Ok, you're not far off! The first thing you should be aware of is how the poster is going to be printed. Find this out as early as you can. Is it going to be halftoned for offset printing (like magazines, newspapers and posters), or is it going through a large format printer (which could be thermal wax transfer, inkjet, dye sublimation, laser, etc.). If it's halftone, chances are that it's going to be a 100 to 133 line screen. This means, an array of dots is used (look at a newspaper photograph and you'll see these dots) that has 100 - 133 lines of dots per inch. This is shorted to Lines per inch (LPI) or just lines, like a 133 line screen.

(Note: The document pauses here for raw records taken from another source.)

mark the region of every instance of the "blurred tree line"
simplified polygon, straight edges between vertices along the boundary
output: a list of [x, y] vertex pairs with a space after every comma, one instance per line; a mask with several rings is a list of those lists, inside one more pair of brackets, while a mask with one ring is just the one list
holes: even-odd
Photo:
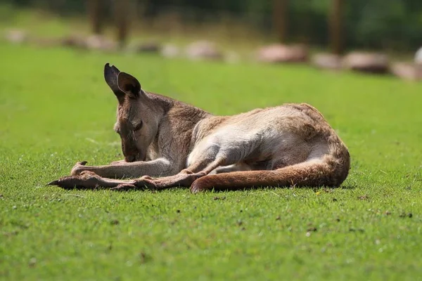
[[[98, 1], [98, 0], [97, 0]], [[266, 34], [276, 34], [274, 13], [277, 0], [101, 0], [105, 13], [127, 3], [136, 17], [148, 20], [172, 11], [186, 23], [207, 20], [218, 22], [222, 15], [238, 19]], [[0, 0], [23, 7], [38, 7], [62, 15], [87, 13], [87, 0]], [[286, 2], [282, 23], [286, 30], [279, 37], [292, 42], [326, 46], [328, 19], [333, 0], [290, 0]], [[414, 51], [422, 46], [422, 0], [344, 0], [342, 34], [347, 48]], [[126, 5], [126, 4], [125, 4]], [[114, 8], [113, 8], [114, 7]], [[280, 8], [280, 7], [279, 7]], [[283, 7], [281, 7], [282, 8]], [[279, 23], [280, 25], [280, 23]]]

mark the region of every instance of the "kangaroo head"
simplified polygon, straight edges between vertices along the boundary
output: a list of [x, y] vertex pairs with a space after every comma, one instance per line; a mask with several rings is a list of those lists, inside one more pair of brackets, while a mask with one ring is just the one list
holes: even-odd
[[107, 63], [104, 78], [119, 102], [114, 129], [120, 136], [124, 159], [145, 161], [148, 147], [157, 134], [162, 110], [133, 76]]

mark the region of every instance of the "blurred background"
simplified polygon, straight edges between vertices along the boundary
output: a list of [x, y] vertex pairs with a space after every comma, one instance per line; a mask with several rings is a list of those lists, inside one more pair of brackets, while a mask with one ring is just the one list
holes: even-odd
[[0, 0], [5, 39], [422, 78], [421, 0]]

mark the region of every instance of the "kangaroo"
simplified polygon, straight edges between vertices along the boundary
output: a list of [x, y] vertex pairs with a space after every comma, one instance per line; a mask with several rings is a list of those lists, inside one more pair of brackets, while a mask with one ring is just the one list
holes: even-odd
[[109, 63], [104, 78], [117, 98], [114, 129], [124, 159], [106, 166], [77, 162], [71, 176], [49, 185], [113, 190], [181, 186], [196, 193], [262, 186], [338, 187], [348, 175], [347, 147], [308, 104], [215, 116], [145, 91], [135, 77]]

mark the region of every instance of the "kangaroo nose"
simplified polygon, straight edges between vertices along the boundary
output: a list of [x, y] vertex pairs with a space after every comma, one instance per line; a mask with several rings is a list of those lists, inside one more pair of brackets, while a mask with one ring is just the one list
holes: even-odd
[[135, 155], [128, 155], [124, 158], [124, 160], [126, 160], [127, 162], [133, 162], [135, 161]]

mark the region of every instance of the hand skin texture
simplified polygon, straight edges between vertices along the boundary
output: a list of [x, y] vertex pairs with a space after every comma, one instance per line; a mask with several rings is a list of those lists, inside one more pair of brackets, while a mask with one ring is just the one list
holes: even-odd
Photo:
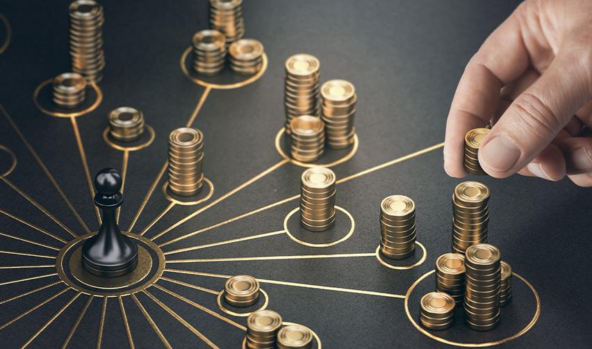
[[592, 186], [592, 1], [526, 0], [485, 40], [448, 115], [449, 175], [467, 174], [465, 133], [490, 120], [479, 151], [489, 175]]

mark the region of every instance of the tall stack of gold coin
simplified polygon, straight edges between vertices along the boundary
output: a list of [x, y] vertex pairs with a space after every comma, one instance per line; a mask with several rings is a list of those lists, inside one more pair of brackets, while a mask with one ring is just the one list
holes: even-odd
[[188, 127], [169, 135], [169, 189], [178, 195], [197, 194], [204, 186], [204, 133]]
[[222, 32], [227, 44], [242, 38], [242, 0], [210, 0], [210, 28]]
[[54, 102], [68, 109], [82, 104], [86, 95], [86, 80], [78, 73], [63, 73], [54, 79]]
[[322, 84], [320, 92], [327, 144], [334, 149], [347, 148], [354, 143], [356, 132], [356, 89], [345, 80], [329, 80]]
[[512, 297], [512, 267], [502, 261], [502, 291], [500, 293], [500, 306], [508, 304]]
[[445, 253], [436, 260], [436, 291], [454, 298], [457, 305], [465, 295], [465, 257], [460, 253]]
[[230, 68], [244, 75], [255, 74], [263, 66], [263, 44], [255, 39], [240, 39], [228, 47]]
[[302, 325], [288, 325], [277, 332], [277, 349], [311, 349], [313, 332]]
[[109, 135], [122, 142], [138, 140], [144, 133], [144, 114], [129, 106], [120, 106], [109, 113]]
[[311, 163], [318, 160], [324, 151], [324, 124], [319, 117], [298, 116], [290, 122], [292, 157]]
[[501, 253], [486, 243], [468, 247], [465, 256], [465, 316], [468, 326], [487, 331], [500, 323]]
[[309, 54], [295, 54], [286, 60], [286, 131], [290, 133], [292, 119], [300, 115], [319, 115], [320, 62]]
[[236, 275], [224, 285], [226, 302], [235, 307], [249, 307], [259, 299], [259, 282], [252, 276]]
[[335, 173], [311, 168], [300, 179], [300, 222], [311, 232], [324, 232], [335, 224]]
[[479, 164], [479, 148], [490, 129], [473, 129], [465, 135], [465, 170], [472, 174], [487, 174]]
[[226, 39], [218, 31], [200, 31], [191, 40], [193, 71], [202, 75], [215, 75], [224, 69]]
[[247, 318], [247, 348], [274, 349], [281, 316], [272, 310], [258, 310]]
[[388, 196], [380, 203], [380, 251], [402, 259], [416, 248], [416, 203], [404, 195]]
[[487, 242], [489, 189], [475, 181], [457, 186], [452, 195], [452, 252], [464, 253], [471, 245]]
[[88, 81], [103, 79], [103, 6], [94, 0], [76, 0], [70, 3], [70, 56], [72, 71]]
[[430, 292], [421, 298], [420, 322], [430, 330], [444, 330], [454, 320], [454, 299], [444, 292]]

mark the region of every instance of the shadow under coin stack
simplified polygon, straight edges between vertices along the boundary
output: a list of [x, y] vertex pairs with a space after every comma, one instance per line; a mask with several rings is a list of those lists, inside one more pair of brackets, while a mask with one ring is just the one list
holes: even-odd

A rule of thumb (a GUIDELINE - this is not set in stone anywhere) is that output resolution (that PPI I just covered) should be double the LPI. Generally anything higher would be lost in the screening process. Most magazines use a 133 line screen. Higher quality print runs, like brochures, and some photographic magazines, use a 150 line screen. This is where you get the rule of thumb that photographs should be 300 DPI (they should say PPI :). But these are viewed close up and have to stand up to a higher level of inspection than a poster that's normally viewed from a few feet away.

Now, assuming this is going to be screened at 133 lines, if we double that value, we get 266. There's your output resolution. 266 PPI. 36" X 266 = 8512 pixels. That will make a really sharp poster. A 100 line screen makes it even easier. 100 lines times 2 = 200 PPI, times 36" = 6400 pixels. The value you came up with fits right in that range!

Now there's no rule that says you have to have at least 200 PPI for a poster. I've done some at 100 PPI and lower, and they turned out great. Unless you're looking at it with your nose inches away, you won't be able to tell. Stand back about five feet from your monitor and try to pick out the pixels. Your monitor is probably displaying between 72 and 100 pixels per inch.

Now I'm not exactly sure why you're multiplying 72 by 3. Is this just to have room to scale down? If so, that's overkill. Just render about 5-10% larger than you need. This usually gives you enough room for cropping and scaling.

I posted a bigger message about this on CGTalk, and you can find the thread here:
http://www.cgtalk.com/showthread.php?t=221155
And another one on the NewTek forums, here:
http://vbulletin.newtek.com/showthread.php?p=267146#post267146

He Who Really Thinks He Should Write A Full Page About This.